- Goriška Vas pri Škocjanu Location in Slovenia
- Coordinates: 45°55′18.27″N 15°16′26.25″E﻿ / ﻿45.9217417°N 15.2739583°E
- Country: Slovenia
- Traditional region: Lower Carniola
- Statistical region: Southeast Slovenia
- Municipality: Škocjan

Area
- • Total: 1.13 km^{2} (0.44 sq mi)
- Elevation: 284.2 m (932.4 ft)

Population (2002)
- • Total: 11

= Goriška Vas pri Škocjanu =

Goriška Vas pri Škocjanu (/sl/; Goriška vas pri Škocjanu) is a small village in the Municipality of Škocjan in southeastern Slovenia. Within the municipality, it belongs to the Village Community of Zagrad.

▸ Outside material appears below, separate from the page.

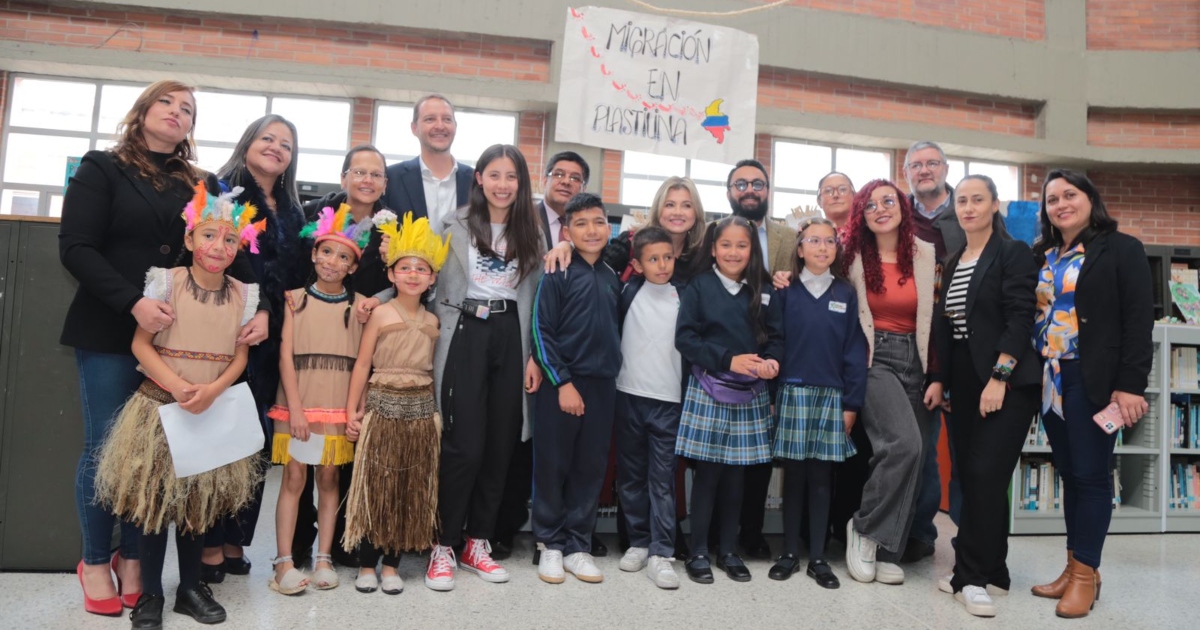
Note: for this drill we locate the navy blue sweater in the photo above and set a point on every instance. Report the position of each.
(714, 327)
(575, 322)
(823, 343)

The area is part of the historical region of Lower Carniola. The municipality is now included in the Southeast Slovenia Statistical Region.

==Name==
The name of the settlement was changed from Goriška vas to Goriška vas pri Škocjanu in 1953.

==Church==
The local church is dedicated to Saints Hermagoras and Fortunatus and belongs to the Parish of Škocjan. It is a medieval building that was restyled in the Baroque in the first half of the 18th century.